Version 0.10.0 of the popular distributed streaming platform Apache Kafka saw the introduction of Kafka Streams. In its initial release, the Streams-API enabled stateful and stateless Kafka-to-Kafka message processing using concepts such as map, flatMap, filter or groupBy that many developers are familiar with these days. In Kafka 0.10.1, it started to support “Interactive Queries”, an API that allows querying stateful stream transformations without going through another Kafka topic.
In this article, we will talk about a specific kind of streaming operation – the joining of streams. We will begin with a brief walkthrough of some core concepts. Then we will take a look at the kinds of joins that the Streams API permits. Following that, we’ll walk through each possible join by looking at the output of an established example. At the end, you should be aware of what kinds of joins are possible in Kafka Streams and where the caveats lie.
A brief introduction to some core concepts
The central component of Kafka is a distributed pub-sub message broker where producers send messages – key-value pairs – to topics which in turn are polled and read by consumers. Each topic is partitioned and the partitions are distributed among brokers. The excellent Kafka documentation explains it best.
There are two main abstractions in the Streams API. A KStream is a stream of key-value pairs – basically a close model of a Kafka topic.

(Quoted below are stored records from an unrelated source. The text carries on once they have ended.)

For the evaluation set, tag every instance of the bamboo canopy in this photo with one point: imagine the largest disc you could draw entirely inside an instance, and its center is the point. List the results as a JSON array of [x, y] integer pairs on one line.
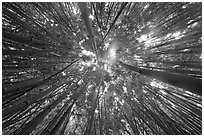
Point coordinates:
[[102, 68]]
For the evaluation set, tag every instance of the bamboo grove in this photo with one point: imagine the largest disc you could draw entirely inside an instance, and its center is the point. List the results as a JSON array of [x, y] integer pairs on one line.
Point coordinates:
[[110, 68]]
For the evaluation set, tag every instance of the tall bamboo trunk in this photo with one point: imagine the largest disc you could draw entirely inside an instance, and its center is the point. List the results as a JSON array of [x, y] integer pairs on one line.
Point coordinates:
[[186, 82]]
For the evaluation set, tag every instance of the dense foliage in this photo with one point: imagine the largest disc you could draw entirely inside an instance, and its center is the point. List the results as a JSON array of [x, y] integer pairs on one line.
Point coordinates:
[[101, 68]]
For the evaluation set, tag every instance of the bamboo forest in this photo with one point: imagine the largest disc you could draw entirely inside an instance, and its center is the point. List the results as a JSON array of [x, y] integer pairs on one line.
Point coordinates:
[[101, 68]]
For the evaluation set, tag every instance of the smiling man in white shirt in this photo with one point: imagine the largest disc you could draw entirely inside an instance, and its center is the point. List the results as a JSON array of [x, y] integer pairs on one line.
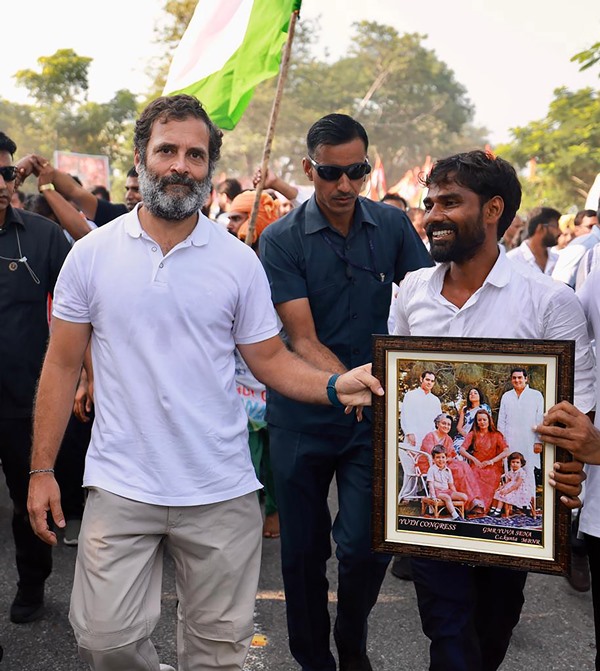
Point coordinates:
[[469, 612]]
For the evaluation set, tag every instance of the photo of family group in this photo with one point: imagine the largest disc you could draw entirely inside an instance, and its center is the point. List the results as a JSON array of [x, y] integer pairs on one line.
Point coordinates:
[[459, 470], [468, 453]]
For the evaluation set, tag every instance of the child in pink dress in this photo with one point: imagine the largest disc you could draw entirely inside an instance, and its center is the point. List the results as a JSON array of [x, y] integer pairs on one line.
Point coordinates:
[[515, 490]]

The records in a KStream either come directly from a topic or have gone through some kind of transformation – it has for example a filter-method that takes a predicate and returns another KStream that only contains those elements that satisfy the predicate. KStreams are stateless, but they allow for aggregation by turning them into the other core abstraction – KTable – which is often describe as “changelog stream”.

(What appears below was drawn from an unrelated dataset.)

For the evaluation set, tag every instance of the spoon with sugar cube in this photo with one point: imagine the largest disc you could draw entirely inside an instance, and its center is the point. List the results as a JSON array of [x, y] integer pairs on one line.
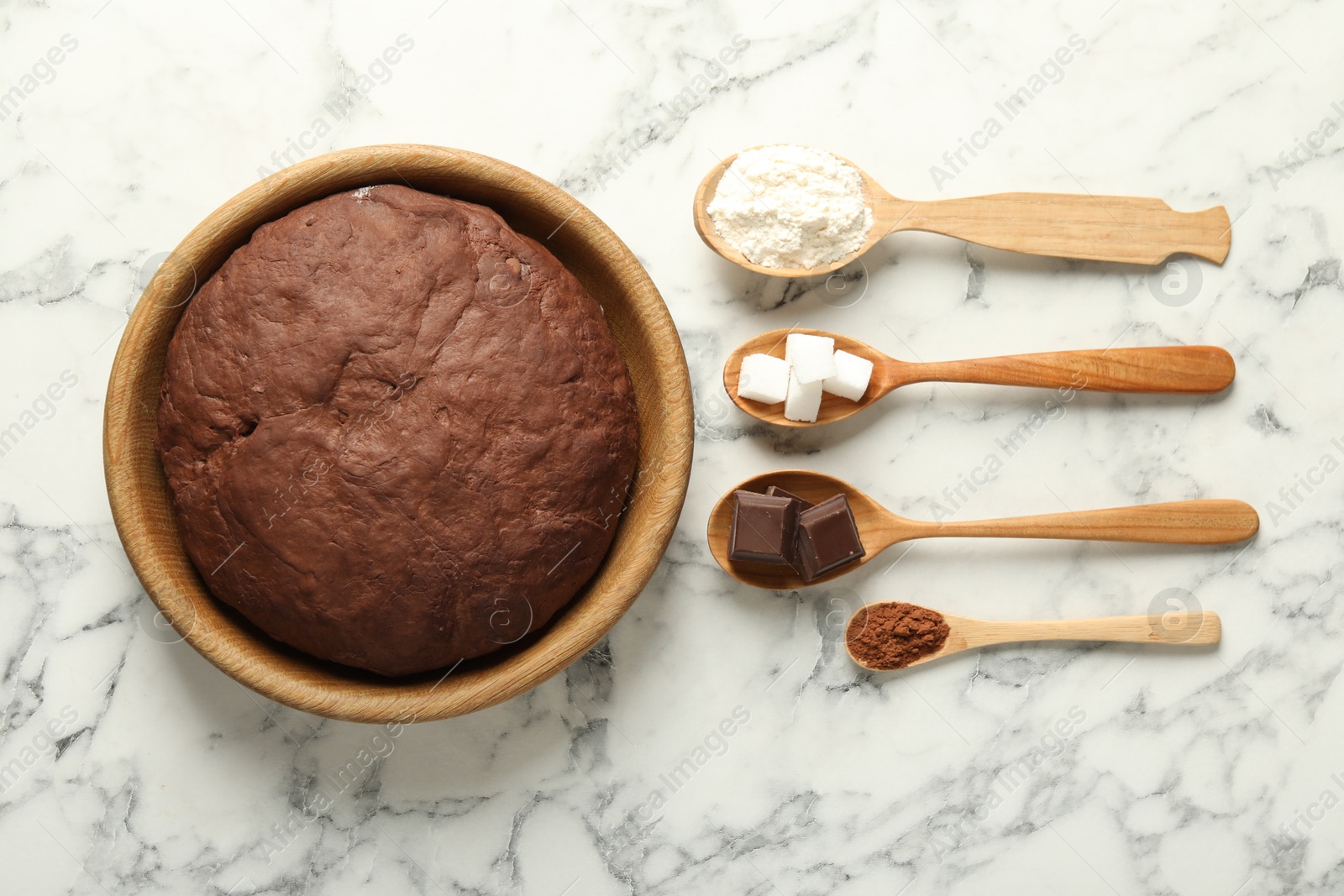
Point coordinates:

A KTable statefully holds the latest value for a given message key and reacts automatically to newly incoming messages.
A nice example is perhaps counting visits to a website by unique IP addresses. Let’s assume we have a Kafka topic containing messages of the following type: (key=IP, value=timestamp). A KStream contains all visits by all IPs, even if the IP is recurring. A count on such a KStream sums up all visits to a site including duplicates. A KTable on the other hand only contains the latest message and a count on the KTable represents the number of distinct IP addresses that visited the site.
KTables and KStreams can also be windowed. Regarding the example, this means we could add a time dimensions to our stateful operations. To enable windowing, Kafka 0.10 changed the Kafka message format to include a timestamp. This timestamp can either be CreateTime or AppendTime. CreateTime is set by the producer and can be be set manually or automatically. AppendTime is the time a message is appended to the log by the broker. Next up: joins.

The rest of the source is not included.